Adrenocortical carcinoma (ACC) represent a rare, aggressive, and heterogeneous tumors that arises from the cortex of the adrenal gland. The 5-year survival rate for ACC ranges from 16% to 47% (122). As mentioned above, hypoxia and HIFs are a common feature of many endocrine tumors because these lesions are characterized by rapid proliferation that is associated with metastasis, immune evasion, resistance to therapy, and increased mortality (123). Even though advances over the past few decades in several biomarkers associated with metastasis, prognosis, and survival in ACC patients have led to a better understanding of its molecular genetics, the specific effects of HIF-1 activity in ACC and hypoxia signatures for predicting ACC prognosis have not been established (124). However, a case study of a very rare erythropoietin-producing adrenocortical carcinoma accompanied by lung and liver metastases has been reported (125). Tumor associated hypoxia could be one of the players of erythropoietin production in tumor cells. Recently, a bioinformatic study has reported that a hypoxia-related gene signature could predict prognosis and reflect the immune microenvironment in ACC (126). Specifically, based on hypoxia-related gene expression, ACC patients in the TCGA database were divided into three molecular subtypes (C1, C2, and C3), each with different clinical outcomes with C3 having reported of shortest survival (127).
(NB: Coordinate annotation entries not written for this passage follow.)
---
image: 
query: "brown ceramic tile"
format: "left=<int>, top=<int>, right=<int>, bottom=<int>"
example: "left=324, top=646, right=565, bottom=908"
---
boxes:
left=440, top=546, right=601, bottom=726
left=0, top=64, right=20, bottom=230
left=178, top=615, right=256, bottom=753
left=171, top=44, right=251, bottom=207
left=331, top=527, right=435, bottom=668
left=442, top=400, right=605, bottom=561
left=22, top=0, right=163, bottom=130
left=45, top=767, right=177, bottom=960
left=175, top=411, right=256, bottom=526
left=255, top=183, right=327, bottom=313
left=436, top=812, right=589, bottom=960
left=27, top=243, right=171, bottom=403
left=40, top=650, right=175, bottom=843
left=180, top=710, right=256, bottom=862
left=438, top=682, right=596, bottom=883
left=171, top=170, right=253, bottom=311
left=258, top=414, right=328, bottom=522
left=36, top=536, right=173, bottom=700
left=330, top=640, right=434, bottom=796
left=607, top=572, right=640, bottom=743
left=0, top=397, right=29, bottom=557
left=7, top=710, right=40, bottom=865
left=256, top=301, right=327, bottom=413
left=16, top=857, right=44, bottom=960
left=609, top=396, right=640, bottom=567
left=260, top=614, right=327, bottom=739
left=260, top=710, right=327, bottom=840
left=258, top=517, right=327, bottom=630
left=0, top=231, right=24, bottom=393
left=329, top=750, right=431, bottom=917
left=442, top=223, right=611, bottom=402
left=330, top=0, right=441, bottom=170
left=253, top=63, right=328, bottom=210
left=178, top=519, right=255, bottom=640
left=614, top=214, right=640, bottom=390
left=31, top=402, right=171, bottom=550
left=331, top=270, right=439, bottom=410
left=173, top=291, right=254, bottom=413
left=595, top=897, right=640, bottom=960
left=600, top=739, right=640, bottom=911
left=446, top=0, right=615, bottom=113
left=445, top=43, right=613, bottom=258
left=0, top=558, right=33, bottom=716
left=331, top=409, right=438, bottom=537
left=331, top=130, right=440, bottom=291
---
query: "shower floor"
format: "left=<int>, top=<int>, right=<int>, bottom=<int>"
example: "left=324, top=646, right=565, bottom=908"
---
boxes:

On the other hand, aldosterone producing adenomas (APAs) are benign aldosterone producing tumors associated with Primary aldosteronism (PA) causing secondary hypertension (128). These are characterized by autonomous production of aldosterone from the adrenal glands leading to low-renin levels and thus hypertension. Most APAs (~ 90%) harbor somatic pathogenic variants in genes encoding ion channels or transporters such as KCNJ5, ATP1A1, ATP2B3, CACNA1D, CACNA1H, CLCN2, and CTNNB1 (128, 129). However, no correlation to hypoxia signaling has been described in the aldosterone producing adenomas until now.

Mixed corticomedullary tumor

Mixed corticomedullary tumor (MCT), an extremely rare condition with unclear tumorigenesis, is an adrenal tumor with cortical and medullary cells. Adrenal MCT was first described by Mathison and Water-House in 1969 and only 30 cases have been reported to date. Adrenal tumors, including MCTs, exhibit different stemness expression (130), e.g., a patient with MCT displayed typical Cushing’s syndrome and hypertension, and hence, MCT tumorigenesis is thought to involve the two-hit hypothesis. Pathway enrichment analysis from exosome sequencing of MCT has identified enriched pathways, including the hypoxia-inducible factor-1 (HIF-1) signaling pathway (hsa04066; 1.3%), and some of the germline mutations were involved in stemness regulation, the first hit of which may drive adrenocortical adenoma (ACA) and PCC formation. Additional mutations affecting different pathways, including the HIF-1 signaling pathway, may accelerate tumor growth and intimately mix ACA and PCC (131).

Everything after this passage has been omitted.